The next year, Scott ran a demonstration plot in that field, with a residual program. They were able to control the pigweed, said Scott.
Scott said cotton and soybean growers had to change the way they farmed. “Pigweed did not care how that guy wanted to farm. It didn’t care if he wanted to get one more year out of Roundup or not. It forced our hand, big time.”
Farmers are back to using residual herbicides, he said. They also rely on Group 14 chemistry, he added, although Group 14 resistance has been documented in other states.
Scott read through a list of glyphosate-resistant weeds in Western Canada, noting farmers here have some problems, too. He suggested growers look at herbicide use and production history on their own farms now, even if they don’t have big problems yet.
“Maybe making a simple change now will prevent all of this kind of stuff from happening to you guys up here like it did to us in Arkansas.”
Farmers should pay attention to weeds that survive herbicide applications, Scott said. “Act on them while you can because prevention is a lot better than the cure in some cases.”
Running the combine through a resistant weed patch seeds the entire field for the next year, he added.
Adding a second chemical to glyphosate will only give farmers one mode of action if they already have glyphosate-resistant weeds, Scott said. Farmers should also remember that there’s “no reverse selection pressure” for weed resistance, he said. Weeds will remain resistant in the years to come. Scott has a research plot with pigweed that is resistant to three modes of action.
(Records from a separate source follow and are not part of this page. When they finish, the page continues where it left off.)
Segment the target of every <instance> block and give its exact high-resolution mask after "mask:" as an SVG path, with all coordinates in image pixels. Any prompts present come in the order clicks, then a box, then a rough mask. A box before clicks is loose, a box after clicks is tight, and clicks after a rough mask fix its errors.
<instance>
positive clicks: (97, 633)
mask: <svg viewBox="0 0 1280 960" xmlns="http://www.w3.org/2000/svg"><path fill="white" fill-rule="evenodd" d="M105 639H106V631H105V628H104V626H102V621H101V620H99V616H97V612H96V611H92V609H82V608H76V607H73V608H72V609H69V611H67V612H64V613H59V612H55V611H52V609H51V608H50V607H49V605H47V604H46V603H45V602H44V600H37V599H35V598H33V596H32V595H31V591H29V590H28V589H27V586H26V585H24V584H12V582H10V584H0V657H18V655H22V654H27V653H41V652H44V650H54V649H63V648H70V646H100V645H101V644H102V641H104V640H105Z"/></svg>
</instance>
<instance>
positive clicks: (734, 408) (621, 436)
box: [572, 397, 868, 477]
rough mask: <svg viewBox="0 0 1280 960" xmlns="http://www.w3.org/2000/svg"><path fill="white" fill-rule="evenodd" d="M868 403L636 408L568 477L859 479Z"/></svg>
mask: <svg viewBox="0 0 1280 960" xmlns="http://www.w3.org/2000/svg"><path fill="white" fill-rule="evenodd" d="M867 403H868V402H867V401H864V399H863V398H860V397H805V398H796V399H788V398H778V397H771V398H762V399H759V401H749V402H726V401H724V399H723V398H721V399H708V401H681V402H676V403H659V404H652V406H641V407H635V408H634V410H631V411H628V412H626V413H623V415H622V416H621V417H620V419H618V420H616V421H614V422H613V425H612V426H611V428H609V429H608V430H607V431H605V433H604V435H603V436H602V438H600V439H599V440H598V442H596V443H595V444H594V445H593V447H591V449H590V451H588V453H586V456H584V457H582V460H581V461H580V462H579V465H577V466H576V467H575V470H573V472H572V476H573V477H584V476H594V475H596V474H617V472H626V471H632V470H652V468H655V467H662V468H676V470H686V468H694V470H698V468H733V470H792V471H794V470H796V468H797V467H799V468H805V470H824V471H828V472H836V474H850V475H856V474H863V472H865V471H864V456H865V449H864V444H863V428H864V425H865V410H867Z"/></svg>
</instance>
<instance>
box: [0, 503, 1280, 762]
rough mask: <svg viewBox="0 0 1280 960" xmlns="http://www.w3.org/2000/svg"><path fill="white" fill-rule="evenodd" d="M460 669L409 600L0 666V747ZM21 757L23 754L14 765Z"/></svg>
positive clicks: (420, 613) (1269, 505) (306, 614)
Two were selected for in the ’80s and ’90s, he said.
Scott rarely recommends a single mode of action these days. Even with the Liberty Link system, he suggests residuals to get multiple modes of action. Farmers can get up to four modes of action out of that system, none of which have widespread resistance, he said.
While the Liberty Link system has helped Arkansas farmers, Scott said it’s being abused, too. For example, some people are spraying too late. A 12-day difference in application can mean the difference between 75 per cent and 100 per cent control, he said.
Three or four years of residuals and concerted efforts to cut the seed bank make a big difference when it comes to knocking down pigweed on a farm, he said. Controlling glyphosate-resistant pigweed has forced farmers to manage other resistant weeds, too, and they haven’t been finding new resistant weeds lately, he said.
Scott sees crops that can tolerate several modes of action in the future. He’s had an early look at Monsanto’s Roundup Ready Xtend system, which includes glyphosate and dicamba. Scott said it’s very good technology. It even cleaned up his resistant pigweed patch.
But, he added, it “scares the living fire out of me.” The system only has one mode of action for glyphosate-resistant pigweed. He does, however, see a fit for Xtend in a resistance management program that has other modes of action.
Asked whether he’s concerned about volunteers that are resistant to multiple modes of action, Scott said so far they’ve been able to control volunteers with different herbicides.
“When we do start stacking these traits, that won’t be the case. And that is a really big concern,” he said.
But BASF has decided not to with ALS tolerance, he said, so that farmers can control volunteers. “So I actually hope that between Dow and Monsanto, they’ll leave one trait out so that the other can be controlled.”